To create a control group, the team transplanted gut bacteria from people without autism into another group of germ-free mice.
So, what happened? The Caltech team found that the mice with transplanted microorganisms from children with ASD began to exhibit behaviors similar to those that are characteristic of autism in humans.
These mice were less vocal than the mice in the control group. They also tended to engage in more repetitive behaviors and spent less time interacting with other mice.
The brains of the mice that received microbiota from autistic children also exhibited alterations in gene expression, and the researchers noticed changes in the levels of molecules called metabolites.
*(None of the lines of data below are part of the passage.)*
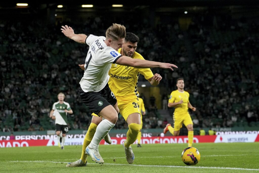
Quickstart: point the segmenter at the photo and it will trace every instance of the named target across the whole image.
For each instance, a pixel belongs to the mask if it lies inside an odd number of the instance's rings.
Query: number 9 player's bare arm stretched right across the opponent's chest
[[[148,61],[148,60],[142,60],[142,59],[132,59],[127,56],[122,56],[120,57],[117,61],[116,64],[119,65],[125,65],[125,66],[131,66],[135,68],[165,68],[165,69],[170,69],[173,71],[172,67],[178,68],[174,64],[170,63],[160,63],[156,61]]]

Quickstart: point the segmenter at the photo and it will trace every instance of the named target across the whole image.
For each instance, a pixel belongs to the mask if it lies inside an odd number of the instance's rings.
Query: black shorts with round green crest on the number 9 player
[[[83,103],[96,115],[106,106],[114,106],[117,103],[117,99],[108,84],[99,92],[86,93],[80,87],[79,96]]]

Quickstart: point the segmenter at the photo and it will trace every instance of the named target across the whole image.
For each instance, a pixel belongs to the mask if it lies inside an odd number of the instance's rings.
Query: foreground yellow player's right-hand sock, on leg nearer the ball
[[[129,130],[127,132],[127,139],[124,143],[125,147],[127,147],[127,148],[130,147],[130,145],[136,141],[137,136],[139,134],[139,130],[140,130],[140,124],[136,124],[136,123],[129,124]]]

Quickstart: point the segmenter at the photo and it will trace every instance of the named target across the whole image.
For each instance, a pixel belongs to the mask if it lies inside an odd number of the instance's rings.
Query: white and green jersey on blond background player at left
[[[67,125],[68,121],[65,109],[71,110],[69,103],[63,102],[60,104],[59,102],[55,102],[52,106],[52,109],[54,110],[53,116],[56,117],[55,124]]]

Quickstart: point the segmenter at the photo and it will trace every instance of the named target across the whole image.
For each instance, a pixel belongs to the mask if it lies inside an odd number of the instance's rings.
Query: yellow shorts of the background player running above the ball
[[[174,130],[178,131],[183,127],[183,124],[185,126],[189,124],[193,124],[191,115],[189,113],[186,114],[180,114],[180,115],[173,115],[174,119]]]

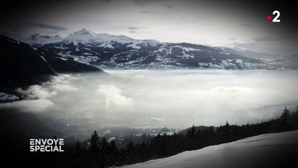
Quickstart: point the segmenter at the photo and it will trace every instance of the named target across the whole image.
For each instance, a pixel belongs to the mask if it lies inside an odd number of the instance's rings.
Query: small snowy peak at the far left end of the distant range
[[[31,46],[43,46],[45,44],[50,44],[50,43],[55,43],[57,41],[61,41],[63,38],[60,37],[59,35],[56,36],[48,36],[48,35],[39,35],[39,34],[34,34],[28,39],[24,40],[23,42],[30,44]]]

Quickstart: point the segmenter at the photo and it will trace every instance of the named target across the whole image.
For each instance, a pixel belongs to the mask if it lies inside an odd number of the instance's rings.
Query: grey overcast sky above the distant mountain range
[[[281,12],[281,23],[266,19],[273,10]],[[6,16],[2,15],[1,34],[14,38],[34,33],[66,37],[86,28],[136,39],[292,55],[298,53],[297,32],[288,13],[284,6],[238,1],[32,1],[8,6]]]

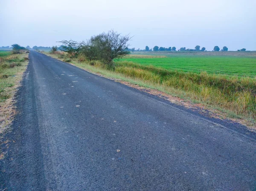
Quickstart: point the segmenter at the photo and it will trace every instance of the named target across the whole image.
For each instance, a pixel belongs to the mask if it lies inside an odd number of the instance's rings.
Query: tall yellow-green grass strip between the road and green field
[[[60,56],[58,55],[58,58]],[[81,60],[81,59],[80,59]],[[73,59],[73,64],[88,64]],[[108,70],[119,76],[141,81],[166,93],[197,101],[205,106],[226,110],[247,121],[256,122],[256,79],[207,72],[183,72],[153,66],[135,64],[131,61],[116,61],[105,67],[99,61],[93,66]],[[234,115],[233,115],[234,116]]]

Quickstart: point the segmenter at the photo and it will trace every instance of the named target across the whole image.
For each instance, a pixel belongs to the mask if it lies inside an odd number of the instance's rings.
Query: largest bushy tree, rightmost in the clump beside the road
[[[96,46],[98,58],[104,61],[105,64],[112,64],[113,59],[130,54],[130,51],[127,49],[130,39],[129,35],[122,36],[110,30],[108,33],[103,32],[92,37],[91,42],[93,46]]]

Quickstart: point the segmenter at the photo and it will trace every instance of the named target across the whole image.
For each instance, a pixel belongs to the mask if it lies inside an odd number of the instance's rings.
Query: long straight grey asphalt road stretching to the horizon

In particular, the metabolites 5-aminovaleric acid (5AV) and taurine were present at lower levels in the brains of the mice with the ASD microbiota.
The researchers thought that this might be significant because these metabolites affect gamma-aminobutyric acid (GABA) receptors in the brain, which help regulate communication between brain cells. One characteristic of ASD is an imbalance in the ratio of excitement to inhibition in this neural communication.
The Caltech team did not stop there. Next, they studied a type of lab mice called BTBR mice, which present naturally with ASD-like behaviors. The team was interested in finding out what would happen if the levels of 5AV and taurine in these mice became elevated. For instance, would there be a change in these ASD-like behaviors?
The study found that treating the mice with either 5AV or taurine led to noticeable decreases in the characteristic ASD-like behaviors of the BTBR mice. And, when the researchers examined brain activity in these mice, they found a strong link between increases in the levels of 5AV and decreased excitability in the brain.
Mazmanian cautions that although this study identified ways to manipulate ASD-type behaviors in mice, it is not necessarily possible to generalize the results to humans. He adds:
“However, this research provides clues into the role that the gut microbiota plays in neural changes that are associated with ASD.”
“It suggests that ASD symptoms may, one day, be remedied with bacterial metabolites or a probiotic drug. Further, it opens the possibility that ASD […] may be treated by therapies that target the gut rather than the brain, a seemingly more tractable approach.”
Recently, Medical News Today reported on another study that investigated the link between the gut microbiome and autism.
In this study, children with autism received a new type of therapy called microbiota transfer therapy (MTT), which involves freezing the fecal matter of neurotypical people and administering it orally or rectally to the person receiving the treatment.
The results showed a 45% improvement in measurements of language, social interaction, and behavior. However, in reporting on this study, we questioned the extent to which it is appropriate to consider behavioral aspects of ASD as symptoms of a clinical condition rather than a natural feature of neurodiversity.